First, I will let you in on a secret, I have ZERO experience with hydroponics :19: the closest I have come to growing hydro was this year using Mega Crop in Hempy.

I have always been interested in hydro, but I have neither the time required to maintain hydro, nor am I willing to spend the money on nutrients and monitoring equipment.

A number of years ago, when I first joined this forum, AACTs (actively aerated compost tea) were much discussed and being hell bent on organics and other reasons, it took my interest. At some point, I had made the comment that it was food for the plants, much like bottled nutes, to which I was told that “NO it did NOT feed the plants, it fed the soil”. As I had no time to investigate further, I left the experts to their opinion and filed the thought away for future consideration.

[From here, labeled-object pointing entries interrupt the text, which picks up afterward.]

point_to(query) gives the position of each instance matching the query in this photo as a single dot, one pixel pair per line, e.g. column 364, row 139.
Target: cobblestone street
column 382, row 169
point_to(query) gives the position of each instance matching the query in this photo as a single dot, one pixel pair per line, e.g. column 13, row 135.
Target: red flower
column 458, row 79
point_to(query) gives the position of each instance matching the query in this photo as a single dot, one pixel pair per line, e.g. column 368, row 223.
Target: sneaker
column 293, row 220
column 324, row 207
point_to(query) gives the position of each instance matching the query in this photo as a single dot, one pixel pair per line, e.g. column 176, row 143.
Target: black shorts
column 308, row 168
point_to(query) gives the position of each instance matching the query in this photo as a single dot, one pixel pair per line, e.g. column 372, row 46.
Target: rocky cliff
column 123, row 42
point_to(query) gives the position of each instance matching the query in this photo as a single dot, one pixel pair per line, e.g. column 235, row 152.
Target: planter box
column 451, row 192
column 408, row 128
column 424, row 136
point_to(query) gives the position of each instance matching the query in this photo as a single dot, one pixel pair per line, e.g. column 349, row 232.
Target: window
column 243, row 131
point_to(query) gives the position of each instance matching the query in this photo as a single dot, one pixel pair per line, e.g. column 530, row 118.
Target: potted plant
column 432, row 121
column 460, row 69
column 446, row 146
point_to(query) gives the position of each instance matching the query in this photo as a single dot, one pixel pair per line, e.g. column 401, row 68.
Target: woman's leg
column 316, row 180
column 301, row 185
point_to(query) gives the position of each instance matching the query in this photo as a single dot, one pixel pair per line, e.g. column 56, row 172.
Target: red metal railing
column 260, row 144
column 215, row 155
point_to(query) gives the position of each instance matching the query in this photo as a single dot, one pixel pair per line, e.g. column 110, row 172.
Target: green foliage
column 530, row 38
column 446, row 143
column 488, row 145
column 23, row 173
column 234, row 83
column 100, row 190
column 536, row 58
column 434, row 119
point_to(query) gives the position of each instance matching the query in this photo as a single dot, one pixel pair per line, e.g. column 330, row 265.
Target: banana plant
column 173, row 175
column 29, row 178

A special shout-out to @13goody13 for growing a plant in his turtle pond water this summer, and bringing those thoughts back to the forefront again :thumb: :thanks:.

And now, with COVID and lack of work, I have the time to pursue the idea :)

So the basic concept is to make an AACT and use it to grow in DWC, succeed or fail, here we go :)

Being a mountain man, and because this is a proof of concept, I have built the majority of the system from things I had laying around and stuff repurposed from other projects. Out-of-pocket expenses to date are about $150, mostly plumbing parts and a few one-way aquarium valves I need.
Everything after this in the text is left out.